For instance, during 1988 and 1989 Buffett invested just over $1 billion in Coca-Cola. Buffett was impressed by Coca-Cola CEO Roberto Goizueta and the growing global presence of the Coke brand. Buffett's Berkshire Hathaway still owns these Coca-Cola shares 35 years later, and they have gained more than 1,200% in value in the process.
Moral of the story: Focus our investments on businesses you're confident holding for many years, regardless of the short-term patterns of the market.
4. On keeping your cool and avoiding the herd
In October 2008, following a 25% drop in the S&P 500 (in one month) and the early stages of the Great Recession, Warren Buffett wrote the following (emphasis added):
A simple rule dictates my buying: Be fearful when others are greedy, and be greedy when others are fearful. And most certainly, fear is now widespread, gripping even seasoned investors. To be sure, investors are right to be wary of highly leveraged entities or businesses in weak competitive positions. But fears regarding the long-term prosperity of the nation's many sound companies make no sense. These businesses will indeed suffer earnings hiccups, as they always have. But most major companies will be setting new profit records 5, 10 and 20 years from now.

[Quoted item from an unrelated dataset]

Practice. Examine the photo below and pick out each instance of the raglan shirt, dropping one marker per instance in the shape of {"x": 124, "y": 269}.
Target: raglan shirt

Even the most successful businesses will stumble from time to time. The key for investors -- especially younger investors who have a significant investing time horizon -- is to look beyond the daily headlines and focus on the long-term strengths of a business. This is certainly easier said than done, especially when things turn sour as they did in 2008, but it is well worth the effort to develop discipline and focus on finding (and investing in) companies poised to deliver results over the long term.
Foolish bottom line
Investing need not be intimidating for young investors (or investors of any age, for that matter). By studying and following the wise words of great investors like Warren Buffett, we can position ourselves for investing success in the years ahead. Start your investing journey today and you will be happy you did.